The international version of Hulu is here, and it’s prompting Disney’s global buyers to think long and hard about how much of the media giant’s licensed content they can live without.
Years after the international industry first began speculating about a global Hulu, Disney has unveiled Star, the ambitious sixth tile on streamer Disney Plus, which will be available to subscribers outside the U.S. beginning Feb. 23.
To date, international customers have been forced to hunt all over for catalog television titles such as “Desperate Housewives,” “24” and “Lost.” All this content will now be on one platform, alongside ABC Studios shows like “Big Sky” and “Love Victor” and hot new FX offerings such as “Only Murders in the Building” and “The Old Man.”
But where does that leave Disney’s loyal international channel and platform buyers, which previously would have secured these shows for their own outlets?
“The impact will be huge,” Mathew Horsman, director of London-based media consultancy Mediatique, tells Variety. “The move towards direct-to-consumer is inexorable. Vertical integration is occurring. The big boys will be fine, but there’s no room for everyone to be a big boy.”
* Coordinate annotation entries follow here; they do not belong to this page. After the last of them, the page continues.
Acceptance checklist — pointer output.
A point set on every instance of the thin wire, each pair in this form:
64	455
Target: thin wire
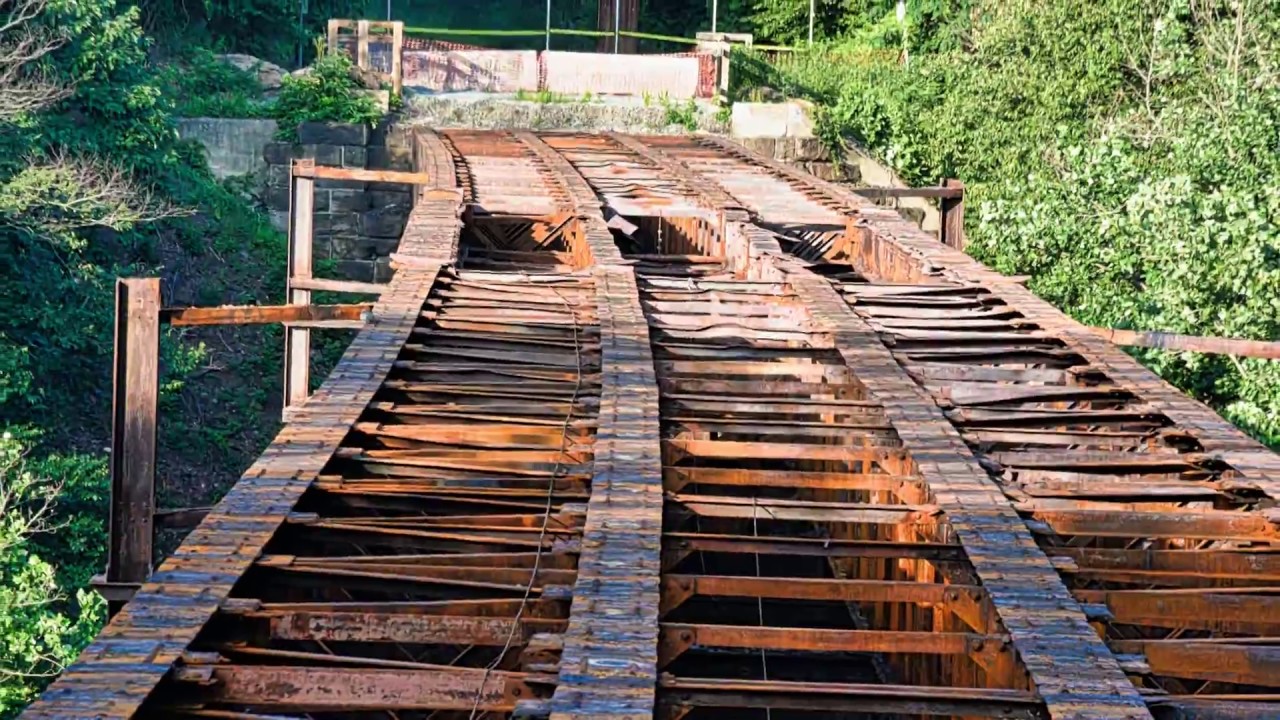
547	511
759	601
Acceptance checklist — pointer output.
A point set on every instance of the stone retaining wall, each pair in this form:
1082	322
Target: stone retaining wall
357	224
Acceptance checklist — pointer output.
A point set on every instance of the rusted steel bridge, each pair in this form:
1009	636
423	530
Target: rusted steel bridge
650	427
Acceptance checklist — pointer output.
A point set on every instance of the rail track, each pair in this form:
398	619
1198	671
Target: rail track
650	427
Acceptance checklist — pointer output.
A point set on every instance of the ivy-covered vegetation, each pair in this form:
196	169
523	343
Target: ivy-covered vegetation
1124	154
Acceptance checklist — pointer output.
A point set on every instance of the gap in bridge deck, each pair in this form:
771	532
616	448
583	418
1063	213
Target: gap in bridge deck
455	507
800	552
1156	538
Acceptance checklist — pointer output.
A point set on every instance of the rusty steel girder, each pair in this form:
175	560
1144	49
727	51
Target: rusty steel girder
652	427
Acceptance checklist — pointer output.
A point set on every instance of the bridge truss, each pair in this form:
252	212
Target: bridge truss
652	427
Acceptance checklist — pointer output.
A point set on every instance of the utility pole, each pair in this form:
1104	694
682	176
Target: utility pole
812	10
901	21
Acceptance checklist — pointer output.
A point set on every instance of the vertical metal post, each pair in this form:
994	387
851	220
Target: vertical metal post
135	395
397	58
812	9
333	36
952	217
362	45
297	341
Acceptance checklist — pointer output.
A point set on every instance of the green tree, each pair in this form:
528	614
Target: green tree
1120	153
41	629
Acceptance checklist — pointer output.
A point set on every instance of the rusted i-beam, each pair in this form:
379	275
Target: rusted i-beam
135	395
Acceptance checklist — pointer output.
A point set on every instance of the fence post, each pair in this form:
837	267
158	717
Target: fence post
952	217
362	45
397	60
135	393
333	35
297	341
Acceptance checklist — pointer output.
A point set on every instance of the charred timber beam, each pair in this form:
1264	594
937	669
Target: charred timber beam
351	689
850	698
135	396
676	638
1192	343
264	314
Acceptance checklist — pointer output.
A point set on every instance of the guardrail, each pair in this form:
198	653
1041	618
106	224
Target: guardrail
380	46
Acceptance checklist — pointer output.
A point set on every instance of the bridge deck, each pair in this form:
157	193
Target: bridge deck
657	428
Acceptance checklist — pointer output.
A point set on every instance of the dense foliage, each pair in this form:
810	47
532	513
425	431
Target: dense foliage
279	31
328	92
1124	154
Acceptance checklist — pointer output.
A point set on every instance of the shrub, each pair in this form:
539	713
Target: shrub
325	94
202	86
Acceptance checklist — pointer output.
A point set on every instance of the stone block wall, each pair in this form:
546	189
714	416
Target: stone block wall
805	153
856	169
357	224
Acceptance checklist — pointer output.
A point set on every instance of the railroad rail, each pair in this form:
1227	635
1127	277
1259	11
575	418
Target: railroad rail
653	427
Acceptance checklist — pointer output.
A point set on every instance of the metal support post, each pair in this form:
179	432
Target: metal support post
952	215
812	10
135	395
297	341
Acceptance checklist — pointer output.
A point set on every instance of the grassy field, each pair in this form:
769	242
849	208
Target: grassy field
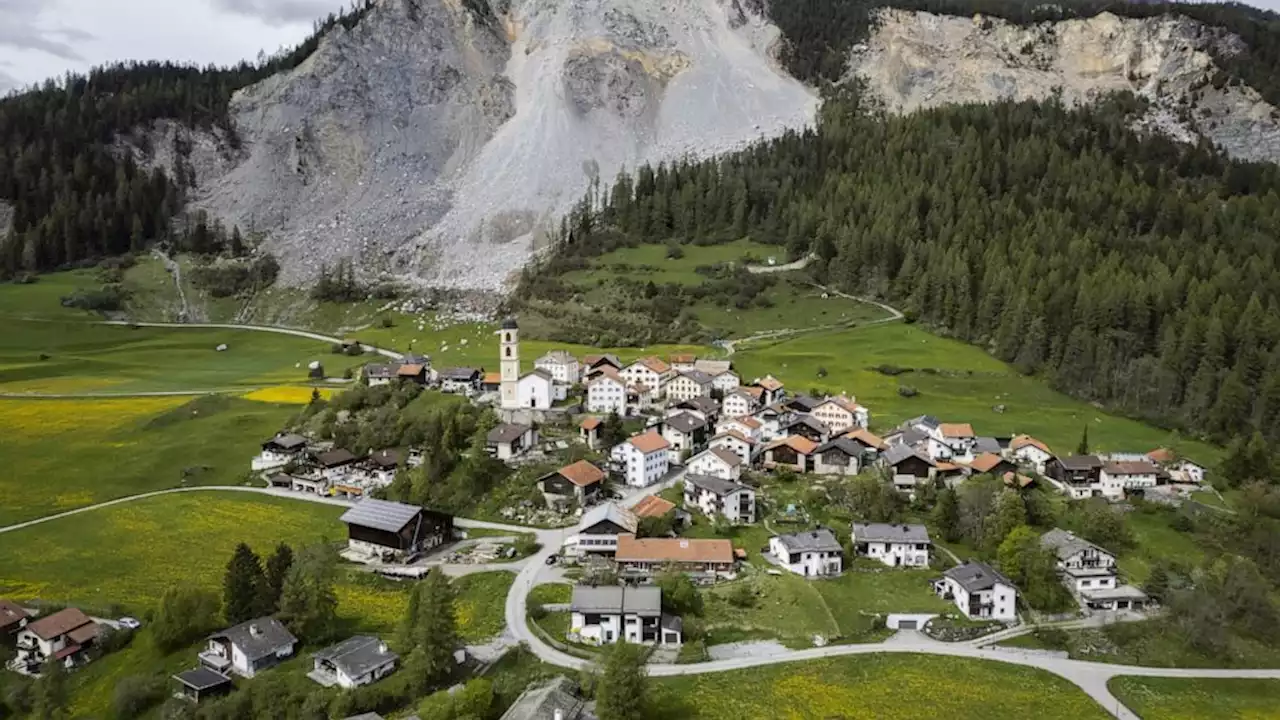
955	381
883	687
1184	698
65	454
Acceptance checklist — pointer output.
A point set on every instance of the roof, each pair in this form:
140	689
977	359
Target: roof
201	678
673	550
717	486
380	514
819	540
886	532
507	432
974	575
540	702
955	429
59	623
612	513
581	473
640	600
801	445
649	442
357	655
652	506
260	637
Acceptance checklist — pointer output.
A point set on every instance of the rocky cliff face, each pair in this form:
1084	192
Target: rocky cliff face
439	139
920	60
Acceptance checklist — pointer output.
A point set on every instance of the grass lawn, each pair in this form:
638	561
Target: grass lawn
1187	698
883	687
65	454
955	382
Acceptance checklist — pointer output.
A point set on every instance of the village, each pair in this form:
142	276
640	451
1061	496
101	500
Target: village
695	474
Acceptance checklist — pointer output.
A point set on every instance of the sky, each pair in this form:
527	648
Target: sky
41	39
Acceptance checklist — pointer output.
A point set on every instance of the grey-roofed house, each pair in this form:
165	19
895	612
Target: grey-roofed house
554	700
352	662
809	552
896	546
608	614
392	531
250	647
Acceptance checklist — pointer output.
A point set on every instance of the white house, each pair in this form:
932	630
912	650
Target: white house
718	463
896	546
562	365
809	552
643	459
608	614
979	592
352	662
250	647
607	392
717	497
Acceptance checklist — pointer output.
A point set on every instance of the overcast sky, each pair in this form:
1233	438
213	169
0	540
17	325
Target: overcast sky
40	39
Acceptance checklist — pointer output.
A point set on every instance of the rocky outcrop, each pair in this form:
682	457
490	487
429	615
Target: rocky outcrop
920	60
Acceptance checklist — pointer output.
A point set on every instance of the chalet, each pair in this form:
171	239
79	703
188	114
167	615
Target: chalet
250	647
353	662
201	683
979	592
393	531
279	451
562	367
609	614
643	460
702	559
580	481
63	637
600	528
718	463
511	440
792	451
896	546
720	499
812	554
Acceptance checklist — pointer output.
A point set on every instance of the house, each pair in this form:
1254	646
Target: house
511	440
609	614
896	546
607	392
63	637
791	451
554	700
562	367
640	559
688	386
739	404
979	592
720	499
643	459
1029	451
460	381
201	683
812	554
279	451
580	481
841	414
352	662
841	456
600	528
1120	477
718	463
1091	573
686	433
250	647
393	531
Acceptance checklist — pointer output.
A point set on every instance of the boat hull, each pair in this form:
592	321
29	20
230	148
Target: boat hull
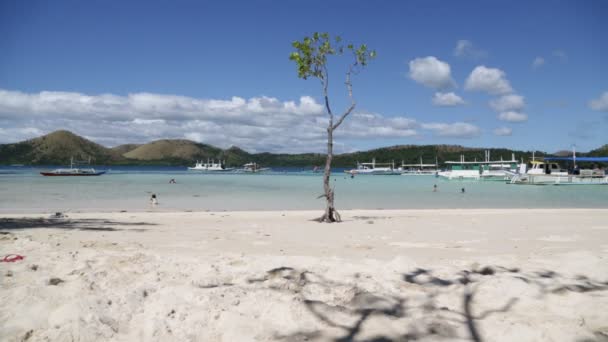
53	174
558	180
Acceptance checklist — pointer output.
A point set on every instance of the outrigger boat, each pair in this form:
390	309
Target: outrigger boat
419	169
374	168
210	166
480	170
253	168
548	172
73	171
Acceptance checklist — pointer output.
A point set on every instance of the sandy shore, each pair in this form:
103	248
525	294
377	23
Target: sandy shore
425	275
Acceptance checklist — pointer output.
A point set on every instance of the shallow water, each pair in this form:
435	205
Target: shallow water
129	188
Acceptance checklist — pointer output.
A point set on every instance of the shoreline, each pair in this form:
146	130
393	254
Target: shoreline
30	212
512	274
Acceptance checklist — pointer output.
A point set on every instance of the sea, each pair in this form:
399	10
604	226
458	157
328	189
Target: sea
129	188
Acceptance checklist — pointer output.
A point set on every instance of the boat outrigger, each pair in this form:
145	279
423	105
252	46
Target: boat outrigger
548	172
73	171
480	170
253	168
419	169
374	168
210	166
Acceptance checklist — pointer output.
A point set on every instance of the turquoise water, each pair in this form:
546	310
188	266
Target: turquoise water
24	190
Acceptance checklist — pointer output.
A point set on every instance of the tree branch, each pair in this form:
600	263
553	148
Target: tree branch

Horsman predicts that even catalog fare will become pricey for channel buyers, which may have to consolidate to grow their VOD offerings in order to withstand the might of SVOD giants. The analyst notes, however, that Disney will likely pick and choose the territorial output deals it retains in the long run, as those are still a crucial source of revenue that may not be immediate with Star.
Indeed, Sasha Breslau, head of acquisitions for U.K. commercial broadcaster ITV, says the channel is continuing to partner with Disney for “key franchises” across both film and TV. Variety understands one of Disney’s major adult titles has been renewed with ITV, indicating an enduring flexibility in the post-Star landscape for certain content in select markets.
ITV’s broad suite of channels and open- ness to nonexclusive deals, unlike a player such as Sky, make it an attractive partner for Disney — at least, for as long as Disney is open to nonexclusive tie-ups. The picture five years down the line is murkier. “I’m not troubled by [Star],” Breslau notes, “but what happens in the future, I can’t predict.”
Traditional business will carry on for a while, Horsman stresses, but it’s hazardous to forge ahead without considering the cold market realities on the horizon.
“It might be like Wile E. Coyote in the Road Runner cartoons, running off the edge of the cliff, still running furiously, then realizing that the cliff is behind him and [he’s] falling,” says Horsman. “The traditional market will go on for longer than you might think, but these trends of vertical integration and self-supply, along with the bifurcation of premium and non-premium content, will have an effect on the contours of the value chain.”